Saturday, December 29, 2007

consumer decision making

I was just reading an article on the Journal of Consumer Affairs about consumer decision making in a very emotionally charged, confusing, and time pressured context (funeral services). This is a tough combination of a challenging environment, novice decision makers, and aggressive sales practices.

Not a situation I would wish on anyone, but a great scenario for research because it is an serious edge case - bringing out the extremes of the human decision making process. The researchers found that consumers of these services generally used many of the cognitive load-reducing decision heuristics that have been called biases specifically because of these results. I don't blame any consumer facing the death of a loved one for trying to reduce the attention dedicated to picking a coffin, plot, embalming services et&c. But the problem is that they

1. evaluated very few alternatives
2. trusted the reliability of the information they were given (by salespeople)
3. did not search for additional information

The authors suggest government regulation. My default opinion about regulation is that we should give consumers all the information they need, but not to constrain their choice. But in this case, perhaps stronger regulation is needed because it is hard to require consumers in this context to be responsible information acquirers and processors.

Saturday, December 01, 2007

chicken sexing

OK, this is my favorite example of fractionation. Thanks to Jared Spool who talks about it in his webcast The Dawning of the Age of Experience. Basically, chicken farms profit by identifying the gender of their baby chicks as early as possible. Unfortunately, there are no physical differences between the male and female babies for several months. With no expertise, that gives them a 50/50 chance of guessing correctly. There are experts who can get up to 80/20, but they can't articulate how they know. They have fractionated their male/female schema so that they can recognize the differences, but there are no connections to any labels. They "just know."
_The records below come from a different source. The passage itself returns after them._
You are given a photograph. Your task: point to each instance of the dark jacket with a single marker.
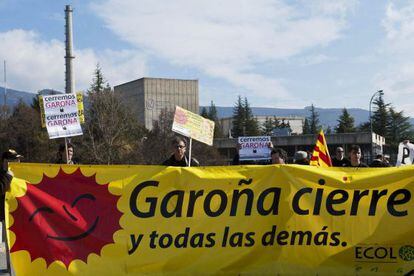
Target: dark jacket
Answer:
(361, 165)
(378, 163)
(340, 163)
(182, 163)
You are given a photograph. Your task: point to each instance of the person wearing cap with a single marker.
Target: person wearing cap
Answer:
(340, 160)
(278, 156)
(178, 158)
(61, 155)
(301, 158)
(6, 176)
(355, 155)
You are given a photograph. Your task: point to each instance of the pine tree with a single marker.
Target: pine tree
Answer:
(313, 118)
(238, 118)
(306, 127)
(99, 83)
(380, 116)
(111, 130)
(345, 123)
(364, 127)
(212, 115)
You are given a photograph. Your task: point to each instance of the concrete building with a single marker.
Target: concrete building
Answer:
(148, 96)
(367, 141)
(295, 122)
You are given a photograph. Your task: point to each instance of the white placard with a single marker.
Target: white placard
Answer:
(405, 154)
(61, 116)
(254, 148)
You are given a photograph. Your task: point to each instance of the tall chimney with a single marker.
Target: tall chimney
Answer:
(69, 80)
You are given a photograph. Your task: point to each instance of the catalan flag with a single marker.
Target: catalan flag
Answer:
(320, 155)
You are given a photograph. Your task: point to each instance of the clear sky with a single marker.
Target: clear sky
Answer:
(277, 53)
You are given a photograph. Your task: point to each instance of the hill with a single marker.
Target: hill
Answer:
(327, 116)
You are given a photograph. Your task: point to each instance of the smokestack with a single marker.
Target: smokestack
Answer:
(69, 80)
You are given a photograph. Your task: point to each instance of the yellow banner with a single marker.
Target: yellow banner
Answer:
(256, 220)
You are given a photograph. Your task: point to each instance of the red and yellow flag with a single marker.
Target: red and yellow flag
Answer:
(320, 155)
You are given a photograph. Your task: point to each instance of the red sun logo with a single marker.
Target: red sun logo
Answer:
(65, 218)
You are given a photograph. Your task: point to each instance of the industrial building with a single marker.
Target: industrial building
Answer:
(148, 96)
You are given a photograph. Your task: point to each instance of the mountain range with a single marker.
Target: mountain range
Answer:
(327, 116)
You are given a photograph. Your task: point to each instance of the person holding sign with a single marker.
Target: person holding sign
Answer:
(178, 158)
(355, 158)
(278, 155)
(61, 155)
(6, 175)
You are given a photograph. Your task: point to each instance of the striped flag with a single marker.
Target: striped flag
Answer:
(320, 155)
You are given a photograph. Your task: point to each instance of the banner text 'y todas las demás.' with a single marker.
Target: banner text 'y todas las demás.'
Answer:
(287, 219)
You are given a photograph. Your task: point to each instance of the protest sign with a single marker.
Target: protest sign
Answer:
(193, 126)
(260, 220)
(254, 148)
(61, 115)
(405, 154)
(81, 112)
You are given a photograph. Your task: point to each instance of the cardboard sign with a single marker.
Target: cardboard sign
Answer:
(81, 112)
(194, 126)
(254, 148)
(61, 115)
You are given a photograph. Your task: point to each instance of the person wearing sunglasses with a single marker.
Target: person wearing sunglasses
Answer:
(178, 158)
(6, 176)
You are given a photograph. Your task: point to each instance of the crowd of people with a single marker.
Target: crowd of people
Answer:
(280, 156)
(179, 158)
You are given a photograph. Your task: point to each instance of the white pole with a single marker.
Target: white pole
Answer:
(189, 152)
(5, 87)
(66, 150)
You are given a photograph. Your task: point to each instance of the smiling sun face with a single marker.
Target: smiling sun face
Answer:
(65, 218)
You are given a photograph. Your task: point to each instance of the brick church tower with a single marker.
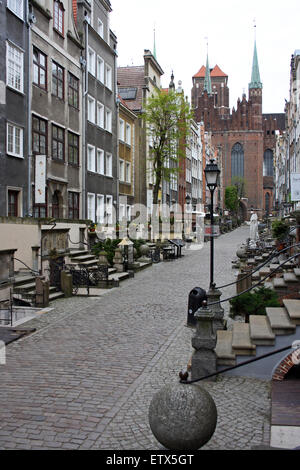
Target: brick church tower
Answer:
(245, 136)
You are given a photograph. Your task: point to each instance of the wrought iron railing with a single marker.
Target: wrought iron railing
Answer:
(273, 255)
(258, 283)
(250, 361)
(7, 306)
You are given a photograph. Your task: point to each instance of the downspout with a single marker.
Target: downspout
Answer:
(117, 139)
(29, 140)
(84, 120)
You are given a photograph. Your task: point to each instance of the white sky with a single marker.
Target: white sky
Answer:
(181, 28)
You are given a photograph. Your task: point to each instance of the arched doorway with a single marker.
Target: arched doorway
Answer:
(242, 211)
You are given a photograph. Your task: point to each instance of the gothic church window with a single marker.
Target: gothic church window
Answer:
(237, 161)
(268, 163)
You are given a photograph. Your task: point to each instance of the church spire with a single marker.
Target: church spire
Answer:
(154, 46)
(207, 80)
(255, 76)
So the training process simply repeats the learning process. A new hire categorizes the baby chicks by gender (at an accuracy of just 50/50 because they don't have any clue), and the expert hits them on the shoulder when they are wrong (feedback). After a few weeks (and hundreds of chicks), the new hires can get up to 70/30 accuracy rates, even though they also can't say quite how they know.

It is a great example of how much cognition goes on in areas of the brain that are simply not accessible to conscious examination.